Description
Every time I make this recipe it turns out a different hue depending on my mood. Sometimes I want more chili powder (like I did here and wanted some spice to warm me up on this snowy night!) or other times just a more mild and fresh flavor with the cilantro and the lime. Use the recipe below as a guideline and make it to your own taste! I typically have a limit on how spicy I make the chili in the case I’m having guests.
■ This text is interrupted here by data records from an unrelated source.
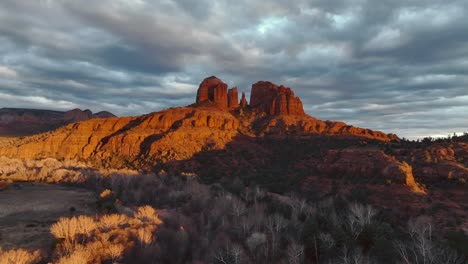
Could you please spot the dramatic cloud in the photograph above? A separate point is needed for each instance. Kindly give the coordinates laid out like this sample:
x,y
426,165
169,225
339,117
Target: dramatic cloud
x,y
394,65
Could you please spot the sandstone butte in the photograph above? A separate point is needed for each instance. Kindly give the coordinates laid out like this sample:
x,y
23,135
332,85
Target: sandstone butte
x,y
216,120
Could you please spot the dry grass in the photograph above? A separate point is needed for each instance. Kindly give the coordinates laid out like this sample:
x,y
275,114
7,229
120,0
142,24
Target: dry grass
x,y
19,256
84,239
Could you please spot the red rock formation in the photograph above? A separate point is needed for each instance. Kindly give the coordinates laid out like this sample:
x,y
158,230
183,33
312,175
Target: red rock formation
x,y
243,102
275,100
214,90
233,98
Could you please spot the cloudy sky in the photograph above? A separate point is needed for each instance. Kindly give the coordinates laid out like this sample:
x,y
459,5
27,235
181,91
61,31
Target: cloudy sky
x,y
394,65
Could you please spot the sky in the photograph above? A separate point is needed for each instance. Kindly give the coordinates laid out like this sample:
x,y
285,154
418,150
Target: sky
x,y
398,66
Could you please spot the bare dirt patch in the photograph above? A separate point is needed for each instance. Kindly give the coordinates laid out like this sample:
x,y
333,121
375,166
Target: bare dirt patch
x,y
27,210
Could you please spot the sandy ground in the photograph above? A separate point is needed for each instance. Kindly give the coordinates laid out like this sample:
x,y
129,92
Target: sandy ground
x,y
27,210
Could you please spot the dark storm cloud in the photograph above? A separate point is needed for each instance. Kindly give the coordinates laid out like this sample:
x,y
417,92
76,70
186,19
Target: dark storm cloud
x,y
398,66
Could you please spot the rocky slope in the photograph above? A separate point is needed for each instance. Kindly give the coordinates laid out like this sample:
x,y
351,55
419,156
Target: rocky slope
x,y
222,131
23,122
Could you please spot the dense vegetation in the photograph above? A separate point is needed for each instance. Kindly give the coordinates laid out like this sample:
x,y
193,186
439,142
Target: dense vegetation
x,y
177,219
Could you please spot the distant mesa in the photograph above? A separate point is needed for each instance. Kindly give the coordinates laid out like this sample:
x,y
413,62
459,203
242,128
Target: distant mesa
x,y
264,97
24,122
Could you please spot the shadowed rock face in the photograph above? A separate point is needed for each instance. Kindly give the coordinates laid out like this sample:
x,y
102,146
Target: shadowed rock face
x,y
214,90
275,100
23,122
243,102
215,128
233,98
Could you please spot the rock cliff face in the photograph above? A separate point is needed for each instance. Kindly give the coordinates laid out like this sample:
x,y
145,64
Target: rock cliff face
x,y
212,130
214,90
233,98
243,103
22,122
275,100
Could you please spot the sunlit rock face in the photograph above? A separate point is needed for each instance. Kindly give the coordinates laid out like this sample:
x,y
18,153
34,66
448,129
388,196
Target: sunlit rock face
x,y
180,133
214,90
243,103
233,98
275,100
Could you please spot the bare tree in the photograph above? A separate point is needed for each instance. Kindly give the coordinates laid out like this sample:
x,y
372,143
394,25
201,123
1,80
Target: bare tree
x,y
295,253
359,216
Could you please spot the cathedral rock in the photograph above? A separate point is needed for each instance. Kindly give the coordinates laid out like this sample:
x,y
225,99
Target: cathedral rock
x,y
264,97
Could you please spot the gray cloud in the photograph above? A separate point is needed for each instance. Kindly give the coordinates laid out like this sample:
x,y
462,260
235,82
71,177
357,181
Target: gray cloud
x,y
399,66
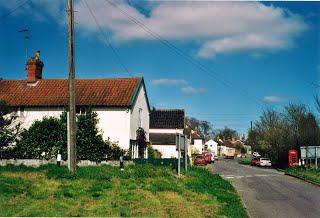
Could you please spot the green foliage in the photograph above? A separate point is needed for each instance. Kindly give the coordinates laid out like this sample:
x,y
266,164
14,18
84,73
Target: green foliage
x,y
141,141
46,137
227,134
114,152
9,129
90,144
153,153
138,191
204,127
308,174
245,161
43,140
275,133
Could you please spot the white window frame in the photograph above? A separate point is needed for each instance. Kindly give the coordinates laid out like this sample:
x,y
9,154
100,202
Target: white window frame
x,y
140,117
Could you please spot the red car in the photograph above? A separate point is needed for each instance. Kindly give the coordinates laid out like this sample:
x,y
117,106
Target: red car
x,y
209,157
200,160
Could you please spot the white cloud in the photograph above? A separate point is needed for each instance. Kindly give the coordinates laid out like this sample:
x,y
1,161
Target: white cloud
x,y
217,27
38,10
274,99
192,90
221,27
168,82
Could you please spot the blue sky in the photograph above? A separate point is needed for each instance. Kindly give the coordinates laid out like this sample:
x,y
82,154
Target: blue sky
x,y
255,54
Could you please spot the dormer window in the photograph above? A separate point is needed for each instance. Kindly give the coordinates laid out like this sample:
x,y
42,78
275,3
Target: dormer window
x,y
80,110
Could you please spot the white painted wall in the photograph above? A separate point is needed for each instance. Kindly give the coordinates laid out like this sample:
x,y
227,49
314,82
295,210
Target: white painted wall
x,y
212,146
166,131
115,125
167,151
32,114
141,102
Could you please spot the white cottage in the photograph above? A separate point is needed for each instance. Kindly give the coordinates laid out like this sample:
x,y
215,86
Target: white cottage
x,y
121,103
212,146
164,125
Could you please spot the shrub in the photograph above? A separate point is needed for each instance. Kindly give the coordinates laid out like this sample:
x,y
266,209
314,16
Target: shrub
x,y
153,153
46,137
9,129
43,140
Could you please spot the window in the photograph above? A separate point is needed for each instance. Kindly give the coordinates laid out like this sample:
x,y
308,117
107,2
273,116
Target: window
x,y
140,118
80,110
21,112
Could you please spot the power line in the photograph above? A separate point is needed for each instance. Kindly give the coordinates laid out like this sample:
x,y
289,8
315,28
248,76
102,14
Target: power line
x,y
187,57
107,39
2,18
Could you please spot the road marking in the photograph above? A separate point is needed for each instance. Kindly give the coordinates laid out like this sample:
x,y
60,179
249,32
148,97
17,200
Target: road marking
x,y
247,176
228,177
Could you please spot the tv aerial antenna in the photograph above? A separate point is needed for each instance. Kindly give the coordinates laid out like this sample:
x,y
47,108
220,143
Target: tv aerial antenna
x,y
26,37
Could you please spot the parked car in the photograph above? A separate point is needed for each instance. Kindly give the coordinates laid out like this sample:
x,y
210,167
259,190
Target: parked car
x,y
209,157
255,161
200,160
264,162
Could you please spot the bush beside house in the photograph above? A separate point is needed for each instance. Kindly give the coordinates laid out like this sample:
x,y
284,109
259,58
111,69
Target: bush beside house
x,y
45,138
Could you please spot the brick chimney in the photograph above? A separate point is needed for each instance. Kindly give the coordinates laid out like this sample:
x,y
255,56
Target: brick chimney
x,y
34,67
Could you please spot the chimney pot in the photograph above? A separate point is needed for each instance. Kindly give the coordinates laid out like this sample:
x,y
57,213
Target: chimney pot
x,y
34,67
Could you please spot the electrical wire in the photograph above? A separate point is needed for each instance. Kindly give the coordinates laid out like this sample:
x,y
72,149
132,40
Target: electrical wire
x,y
107,39
2,18
187,57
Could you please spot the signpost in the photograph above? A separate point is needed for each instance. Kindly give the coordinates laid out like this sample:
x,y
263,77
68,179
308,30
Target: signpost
x,y
309,153
182,145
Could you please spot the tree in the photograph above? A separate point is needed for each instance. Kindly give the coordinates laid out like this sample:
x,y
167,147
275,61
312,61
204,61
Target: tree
x,y
204,127
46,137
275,133
227,134
317,99
141,141
90,143
43,140
10,128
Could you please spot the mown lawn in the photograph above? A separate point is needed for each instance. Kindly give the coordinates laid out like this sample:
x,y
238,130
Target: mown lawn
x,y
309,174
140,190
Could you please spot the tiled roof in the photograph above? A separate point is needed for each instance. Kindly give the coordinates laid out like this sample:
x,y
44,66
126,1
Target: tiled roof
x,y
162,138
167,119
118,92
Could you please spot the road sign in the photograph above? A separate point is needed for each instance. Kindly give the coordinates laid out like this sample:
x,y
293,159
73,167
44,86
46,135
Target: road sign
x,y
310,152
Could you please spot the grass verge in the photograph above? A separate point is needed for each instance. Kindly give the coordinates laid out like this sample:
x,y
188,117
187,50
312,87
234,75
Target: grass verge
x,y
245,161
308,174
140,190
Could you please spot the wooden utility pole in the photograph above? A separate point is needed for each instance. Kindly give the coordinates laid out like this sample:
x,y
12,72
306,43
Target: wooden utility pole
x,y
72,163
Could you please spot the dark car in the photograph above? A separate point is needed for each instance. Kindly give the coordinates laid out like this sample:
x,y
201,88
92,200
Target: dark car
x,y
255,161
200,160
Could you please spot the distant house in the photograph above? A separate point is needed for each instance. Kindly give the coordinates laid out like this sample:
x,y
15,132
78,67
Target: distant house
x,y
121,104
164,125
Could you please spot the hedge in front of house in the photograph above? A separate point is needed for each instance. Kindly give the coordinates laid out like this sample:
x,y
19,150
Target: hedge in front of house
x,y
45,138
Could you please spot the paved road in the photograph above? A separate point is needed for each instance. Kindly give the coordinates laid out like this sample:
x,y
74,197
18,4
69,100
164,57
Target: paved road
x,y
269,193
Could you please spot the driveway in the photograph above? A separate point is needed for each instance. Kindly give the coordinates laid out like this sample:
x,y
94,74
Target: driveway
x,y
269,193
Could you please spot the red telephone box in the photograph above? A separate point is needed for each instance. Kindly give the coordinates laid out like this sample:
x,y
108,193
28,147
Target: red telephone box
x,y
293,158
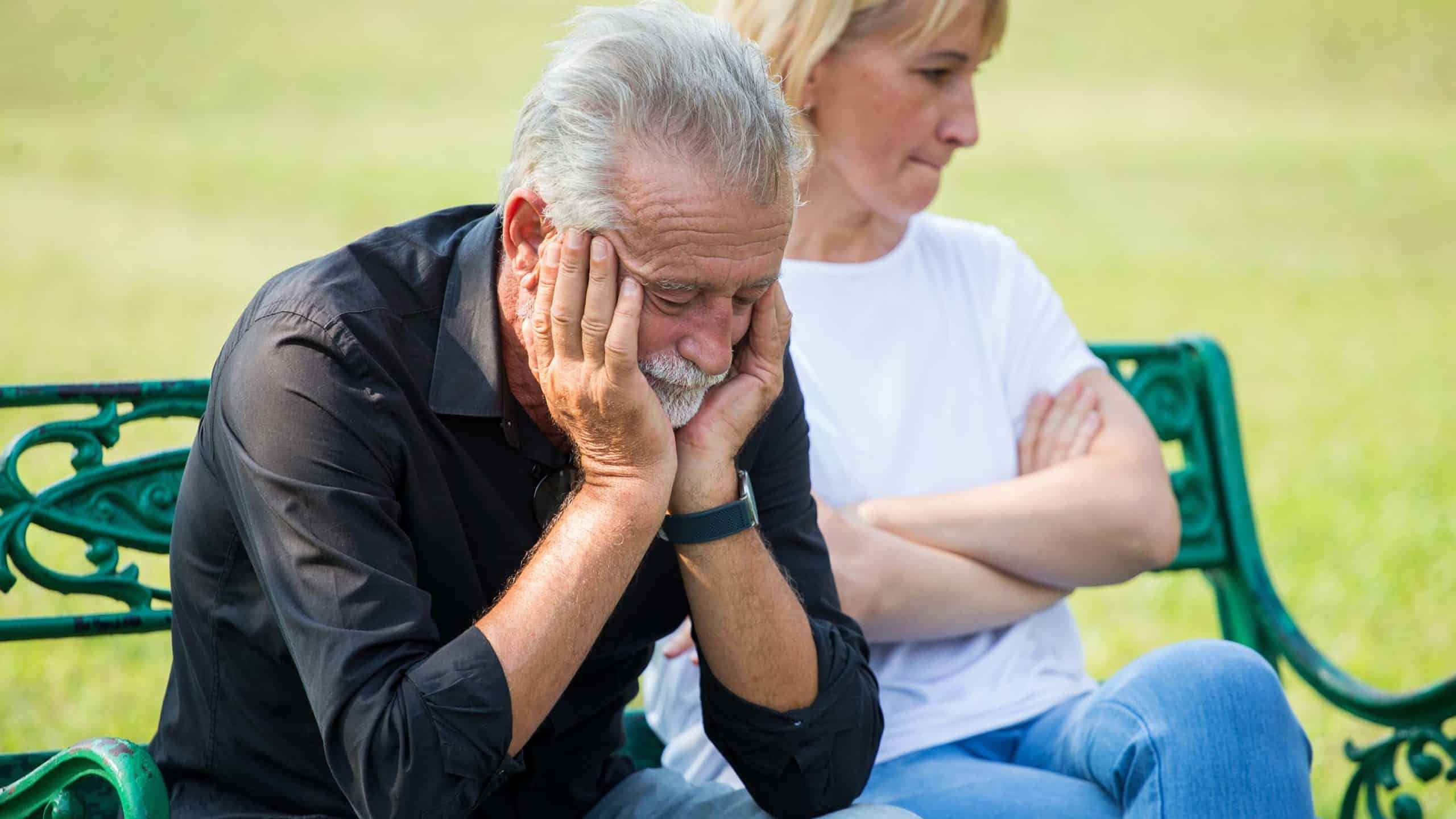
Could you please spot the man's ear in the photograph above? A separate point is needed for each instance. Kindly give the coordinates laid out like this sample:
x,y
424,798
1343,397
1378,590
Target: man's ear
x,y
523,229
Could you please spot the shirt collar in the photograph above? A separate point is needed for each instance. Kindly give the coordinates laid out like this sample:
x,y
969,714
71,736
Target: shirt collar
x,y
468,378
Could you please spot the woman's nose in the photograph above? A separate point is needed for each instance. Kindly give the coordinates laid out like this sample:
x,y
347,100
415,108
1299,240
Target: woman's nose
x,y
960,126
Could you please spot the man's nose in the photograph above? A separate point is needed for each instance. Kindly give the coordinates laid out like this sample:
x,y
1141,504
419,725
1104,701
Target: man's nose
x,y
960,126
708,343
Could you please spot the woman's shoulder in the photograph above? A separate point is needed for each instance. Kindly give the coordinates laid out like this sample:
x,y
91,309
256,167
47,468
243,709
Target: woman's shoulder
x,y
978,250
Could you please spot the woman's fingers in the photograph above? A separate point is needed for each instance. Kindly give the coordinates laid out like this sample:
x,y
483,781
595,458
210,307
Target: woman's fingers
x,y
1031,435
1091,426
602,301
1047,446
1065,436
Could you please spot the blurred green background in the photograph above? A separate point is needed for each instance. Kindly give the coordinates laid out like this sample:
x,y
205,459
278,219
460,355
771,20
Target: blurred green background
x,y
1280,174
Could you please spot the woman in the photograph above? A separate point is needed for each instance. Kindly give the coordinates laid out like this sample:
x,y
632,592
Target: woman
x,y
960,502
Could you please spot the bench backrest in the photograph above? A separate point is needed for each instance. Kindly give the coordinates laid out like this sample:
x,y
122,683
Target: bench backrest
x,y
129,504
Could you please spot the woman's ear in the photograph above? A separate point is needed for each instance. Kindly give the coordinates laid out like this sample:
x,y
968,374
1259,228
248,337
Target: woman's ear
x,y
523,229
810,95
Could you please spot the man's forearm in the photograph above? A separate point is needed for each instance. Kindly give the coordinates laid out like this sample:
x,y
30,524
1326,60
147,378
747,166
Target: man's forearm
x,y
752,627
897,589
1087,522
555,608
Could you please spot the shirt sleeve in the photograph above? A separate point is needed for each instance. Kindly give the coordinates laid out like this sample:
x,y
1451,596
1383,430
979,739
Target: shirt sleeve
x,y
306,442
816,760
1039,346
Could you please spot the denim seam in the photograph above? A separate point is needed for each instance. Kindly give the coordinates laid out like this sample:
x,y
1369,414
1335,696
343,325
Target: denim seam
x,y
1152,742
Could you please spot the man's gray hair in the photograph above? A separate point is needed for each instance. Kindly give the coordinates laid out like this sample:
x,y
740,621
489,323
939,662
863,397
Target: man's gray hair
x,y
653,78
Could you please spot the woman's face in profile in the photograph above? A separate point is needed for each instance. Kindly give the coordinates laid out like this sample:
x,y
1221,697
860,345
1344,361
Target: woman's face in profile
x,y
888,115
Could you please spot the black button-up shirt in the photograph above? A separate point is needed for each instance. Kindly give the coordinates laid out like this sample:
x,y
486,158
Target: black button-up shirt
x,y
359,493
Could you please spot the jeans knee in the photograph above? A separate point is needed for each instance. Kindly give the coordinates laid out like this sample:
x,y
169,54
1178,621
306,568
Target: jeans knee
x,y
1216,685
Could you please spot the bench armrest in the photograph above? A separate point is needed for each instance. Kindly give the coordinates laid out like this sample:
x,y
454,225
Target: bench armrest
x,y
124,766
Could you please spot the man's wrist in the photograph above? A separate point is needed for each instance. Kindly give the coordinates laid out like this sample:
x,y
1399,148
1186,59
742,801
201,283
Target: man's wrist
x,y
704,489
628,494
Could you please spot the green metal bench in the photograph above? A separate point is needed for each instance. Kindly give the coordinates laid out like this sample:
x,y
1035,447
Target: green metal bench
x,y
1184,387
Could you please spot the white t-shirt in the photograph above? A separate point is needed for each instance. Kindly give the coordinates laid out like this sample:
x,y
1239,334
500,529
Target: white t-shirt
x,y
916,371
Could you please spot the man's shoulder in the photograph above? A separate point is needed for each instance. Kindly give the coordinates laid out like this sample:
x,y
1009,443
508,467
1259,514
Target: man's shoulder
x,y
394,271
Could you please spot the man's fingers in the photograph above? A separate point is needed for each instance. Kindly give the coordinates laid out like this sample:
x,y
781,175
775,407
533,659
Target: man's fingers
x,y
1091,424
1047,448
1031,433
539,337
768,325
602,301
570,295
621,346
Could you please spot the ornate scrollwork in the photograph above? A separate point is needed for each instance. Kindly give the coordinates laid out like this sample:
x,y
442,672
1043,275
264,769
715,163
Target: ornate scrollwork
x,y
107,506
1167,397
1196,503
1376,771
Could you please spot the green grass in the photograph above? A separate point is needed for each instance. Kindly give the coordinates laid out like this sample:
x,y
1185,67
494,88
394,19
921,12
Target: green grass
x,y
1279,174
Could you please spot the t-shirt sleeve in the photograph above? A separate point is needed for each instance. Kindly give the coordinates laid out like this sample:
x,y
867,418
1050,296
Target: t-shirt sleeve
x,y
1039,348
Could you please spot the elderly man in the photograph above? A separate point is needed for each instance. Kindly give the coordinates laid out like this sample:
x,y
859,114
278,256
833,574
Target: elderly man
x,y
456,477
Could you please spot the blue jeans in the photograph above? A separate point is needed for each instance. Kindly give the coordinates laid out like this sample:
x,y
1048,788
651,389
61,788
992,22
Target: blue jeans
x,y
666,795
1193,730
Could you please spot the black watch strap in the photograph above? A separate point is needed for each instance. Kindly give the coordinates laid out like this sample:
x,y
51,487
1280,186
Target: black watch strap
x,y
718,522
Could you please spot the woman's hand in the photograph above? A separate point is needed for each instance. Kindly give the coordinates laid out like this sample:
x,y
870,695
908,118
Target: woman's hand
x,y
1059,429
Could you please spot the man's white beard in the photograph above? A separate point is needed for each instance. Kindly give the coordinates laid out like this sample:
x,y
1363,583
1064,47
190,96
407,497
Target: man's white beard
x,y
679,384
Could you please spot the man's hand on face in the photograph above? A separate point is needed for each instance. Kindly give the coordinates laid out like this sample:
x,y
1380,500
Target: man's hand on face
x,y
583,349
708,445
1059,429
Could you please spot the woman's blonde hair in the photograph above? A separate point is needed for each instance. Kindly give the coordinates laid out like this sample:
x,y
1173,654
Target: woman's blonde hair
x,y
797,34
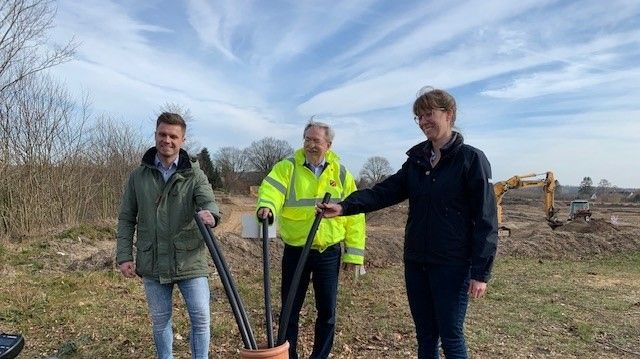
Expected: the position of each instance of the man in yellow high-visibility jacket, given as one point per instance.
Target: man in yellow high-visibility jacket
(290, 192)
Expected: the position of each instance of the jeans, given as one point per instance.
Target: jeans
(438, 298)
(323, 270)
(196, 296)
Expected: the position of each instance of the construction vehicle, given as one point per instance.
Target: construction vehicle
(579, 209)
(548, 185)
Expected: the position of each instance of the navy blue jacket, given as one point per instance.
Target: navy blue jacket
(452, 209)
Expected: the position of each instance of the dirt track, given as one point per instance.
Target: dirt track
(530, 235)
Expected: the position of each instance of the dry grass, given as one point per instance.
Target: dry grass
(534, 309)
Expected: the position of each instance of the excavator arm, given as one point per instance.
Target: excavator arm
(548, 185)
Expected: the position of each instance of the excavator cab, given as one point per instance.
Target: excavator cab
(548, 184)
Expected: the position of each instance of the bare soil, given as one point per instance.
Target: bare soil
(614, 228)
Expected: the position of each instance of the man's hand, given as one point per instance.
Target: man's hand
(128, 269)
(264, 212)
(349, 267)
(207, 218)
(330, 209)
(477, 289)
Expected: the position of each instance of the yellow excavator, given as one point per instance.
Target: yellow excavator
(548, 185)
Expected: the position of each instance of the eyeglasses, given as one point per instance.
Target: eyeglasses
(308, 140)
(427, 114)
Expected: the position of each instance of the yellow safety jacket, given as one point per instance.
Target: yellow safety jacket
(291, 191)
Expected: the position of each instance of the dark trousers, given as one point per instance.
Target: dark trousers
(323, 270)
(438, 298)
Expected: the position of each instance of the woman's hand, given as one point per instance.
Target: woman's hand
(329, 210)
(477, 289)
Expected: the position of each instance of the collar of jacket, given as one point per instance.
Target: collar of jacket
(184, 161)
(330, 157)
(423, 149)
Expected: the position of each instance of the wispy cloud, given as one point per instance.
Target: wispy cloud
(533, 78)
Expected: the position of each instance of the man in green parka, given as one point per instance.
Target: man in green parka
(158, 204)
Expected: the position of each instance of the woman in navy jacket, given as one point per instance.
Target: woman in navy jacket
(451, 230)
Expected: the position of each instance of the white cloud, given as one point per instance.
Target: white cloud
(540, 84)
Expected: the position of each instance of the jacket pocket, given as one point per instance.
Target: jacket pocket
(189, 252)
(144, 258)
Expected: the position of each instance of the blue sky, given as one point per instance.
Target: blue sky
(540, 85)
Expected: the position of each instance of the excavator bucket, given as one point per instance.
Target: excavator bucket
(554, 223)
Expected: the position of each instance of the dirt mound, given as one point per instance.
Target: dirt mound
(593, 226)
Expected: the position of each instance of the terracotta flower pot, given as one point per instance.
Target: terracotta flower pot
(279, 352)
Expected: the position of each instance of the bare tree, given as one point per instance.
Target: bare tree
(374, 171)
(232, 163)
(24, 25)
(45, 142)
(265, 153)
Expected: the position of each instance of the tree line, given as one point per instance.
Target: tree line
(63, 165)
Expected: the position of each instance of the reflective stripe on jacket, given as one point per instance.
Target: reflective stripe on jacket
(291, 191)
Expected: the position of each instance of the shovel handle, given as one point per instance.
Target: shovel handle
(295, 281)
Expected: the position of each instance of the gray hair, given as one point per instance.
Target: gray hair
(328, 131)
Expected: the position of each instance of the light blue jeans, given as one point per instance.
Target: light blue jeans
(196, 296)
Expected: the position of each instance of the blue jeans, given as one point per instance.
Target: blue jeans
(196, 296)
(323, 269)
(438, 298)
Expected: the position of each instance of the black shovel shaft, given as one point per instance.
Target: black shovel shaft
(295, 281)
(266, 282)
(229, 286)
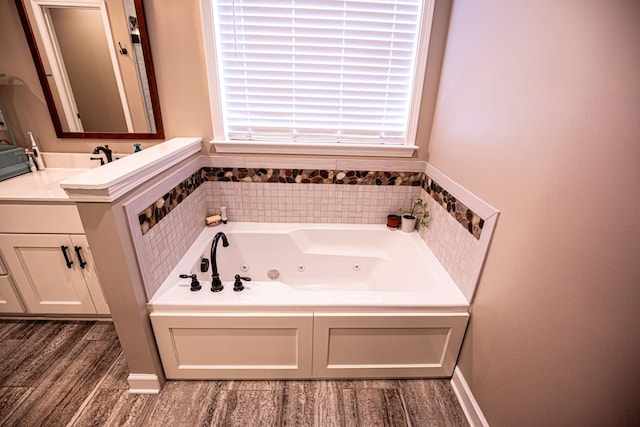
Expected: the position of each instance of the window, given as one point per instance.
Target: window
(316, 76)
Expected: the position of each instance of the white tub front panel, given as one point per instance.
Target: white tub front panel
(386, 345)
(223, 346)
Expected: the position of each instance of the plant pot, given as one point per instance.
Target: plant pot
(408, 223)
(393, 222)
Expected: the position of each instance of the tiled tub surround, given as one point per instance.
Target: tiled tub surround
(339, 204)
(461, 248)
(170, 224)
(363, 206)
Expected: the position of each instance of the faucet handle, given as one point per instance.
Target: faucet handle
(195, 285)
(237, 285)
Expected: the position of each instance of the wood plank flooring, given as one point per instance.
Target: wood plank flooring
(73, 373)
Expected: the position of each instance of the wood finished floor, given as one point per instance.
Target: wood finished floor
(73, 373)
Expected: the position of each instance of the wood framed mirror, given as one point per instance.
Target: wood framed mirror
(93, 60)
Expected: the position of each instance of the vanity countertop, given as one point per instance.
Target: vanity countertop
(41, 186)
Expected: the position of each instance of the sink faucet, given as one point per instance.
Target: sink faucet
(106, 150)
(216, 284)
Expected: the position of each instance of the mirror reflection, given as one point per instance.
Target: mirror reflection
(95, 67)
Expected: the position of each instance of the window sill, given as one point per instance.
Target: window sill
(245, 147)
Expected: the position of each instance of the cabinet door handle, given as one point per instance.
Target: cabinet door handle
(79, 255)
(66, 256)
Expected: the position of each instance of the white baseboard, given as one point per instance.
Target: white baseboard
(467, 400)
(144, 384)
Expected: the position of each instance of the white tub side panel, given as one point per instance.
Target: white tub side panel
(393, 345)
(234, 346)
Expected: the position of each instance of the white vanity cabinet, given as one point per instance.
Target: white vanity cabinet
(9, 299)
(33, 244)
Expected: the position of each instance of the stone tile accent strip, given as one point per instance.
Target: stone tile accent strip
(314, 176)
(465, 216)
(150, 216)
(154, 213)
(161, 208)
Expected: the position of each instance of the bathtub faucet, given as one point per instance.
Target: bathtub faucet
(216, 284)
(108, 153)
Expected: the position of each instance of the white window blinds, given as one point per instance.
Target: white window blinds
(318, 71)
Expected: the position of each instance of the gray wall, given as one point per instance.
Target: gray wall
(538, 114)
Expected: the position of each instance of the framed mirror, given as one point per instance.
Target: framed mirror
(93, 60)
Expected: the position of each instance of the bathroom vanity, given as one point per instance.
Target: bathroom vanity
(46, 265)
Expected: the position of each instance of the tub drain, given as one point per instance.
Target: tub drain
(273, 274)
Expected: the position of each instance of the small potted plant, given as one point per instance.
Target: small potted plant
(419, 212)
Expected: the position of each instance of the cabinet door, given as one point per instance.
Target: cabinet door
(234, 345)
(89, 272)
(9, 299)
(45, 281)
(386, 345)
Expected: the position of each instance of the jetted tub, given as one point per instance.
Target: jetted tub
(324, 301)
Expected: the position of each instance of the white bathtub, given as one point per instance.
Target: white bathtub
(319, 266)
(350, 301)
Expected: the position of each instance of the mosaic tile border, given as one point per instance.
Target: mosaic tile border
(314, 176)
(470, 220)
(151, 215)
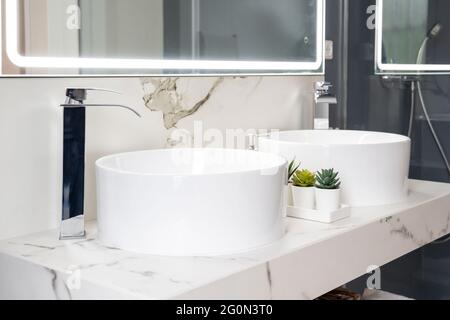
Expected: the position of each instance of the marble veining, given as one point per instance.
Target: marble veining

This way they can add their own flavor and hot sauce to make how they like!
Ingredients
Scale
- 2 large chicken breasts
- 1 diced red pepper
- 1 cup diced red onion
- 1 can of kidney beans
- or whatever beans you prefer, I don’t love beans so I just do one can
- small can of hatch green chiles
- 4–5 cloves of garlic, minced
- 3 tsp chili powder
- 3 tsp cayenne
- 3 cups of bone broth
- 1 tsp salt
- 1 tsp pepper
- limes for garnish
- cilantro for garnish
- 1/4 cup cream cheese
Instructions
- Add ingredients to your instant pot and set ‘manual high pressure’ for 20 minutes.
- Once the IP beeps, let the steam naturally release for 15 minutes.
- Remove the chicken and either shred with two forks or use your Kitchen Aid for a quick shred – back in the instant pot!
- At this point I like to turn my IP to ‘saute’ mode to keep the soup nic and hot
- Add in 1/4 cup cream cheese of choice + the juice of 1 lime. Stir until cream cheese is blended and melted
- Serve with lime, sour cream (or greek yogurt), avocado, tons of cilantro, and don’t forget the hot sauce!!